Martin is a Psychological Wellbeing Practitioner working for NHS England. He holds a Master of Science in Social Psychology.
Our brains work in an odd way. The act of avoidance itself causes avoided stimuli to be unconsciously reinforced as "worth avoiding", making us more likely to avoid those things again in the future. This is unfortunate enough for seemingly benign supermarket trips, let alone inherently conflict-laden conversations about politics. It's hardly surprising, then, that this avoidance spirals out of control to restrict the development of political voices, or that this is a particular problem for certain groups: Younger generations with their higher levels of anxiety, marginalised groups with their increased emotional reactivity and centrist positions who get attacked from both sides. All three meet greater resistance to speaking up.
In another of my articles, "Discussing Politics in Polite Company: A Missed Crisitunity", I outlined how the natural anxiety response is contributing to a reluctance for newer generations to engage in actual political debate and encouraging them to hide behind identity politics and populist figureheads—robbing individuals of character-building experiences and subjecting societies to increased polarisation. That article was a simple summary with no attempt to consider solutions (I had intended to, but there was more than enough to write about the problems). The purpose of this current article is to outline a potential path forward.

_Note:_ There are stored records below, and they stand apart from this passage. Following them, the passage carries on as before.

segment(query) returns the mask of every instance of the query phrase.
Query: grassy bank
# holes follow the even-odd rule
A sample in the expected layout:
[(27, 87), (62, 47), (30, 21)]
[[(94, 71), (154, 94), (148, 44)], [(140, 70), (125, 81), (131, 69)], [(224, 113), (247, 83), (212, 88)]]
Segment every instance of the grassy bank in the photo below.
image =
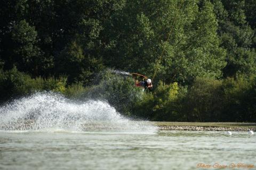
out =
[(247, 131), (256, 130), (256, 123), (153, 122), (160, 130)]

More than a mere solution, this path develops character and enhances wellbeing. Benefits include becoming more tolerant and less emotionally reactive. Anxiety is our guide in a search for meaning, an invaluable Geiger counter that alerts us to the topics we care about, and we are more likely to find meaning once we start looking for it. A higher sense of meaning is then linked to better physical health, reduced mortality and increased happiness. Here's how it works in three steps: Habituating to the anxiety of acknowledging other viewpoints, coming to understand why people hold such viewpoints and then integrating honest and personal truths into any replies. It sounds simple, and it boils down to essentially a graded exposure therapy for developing a voice in the world, but can take several years to a lifetime.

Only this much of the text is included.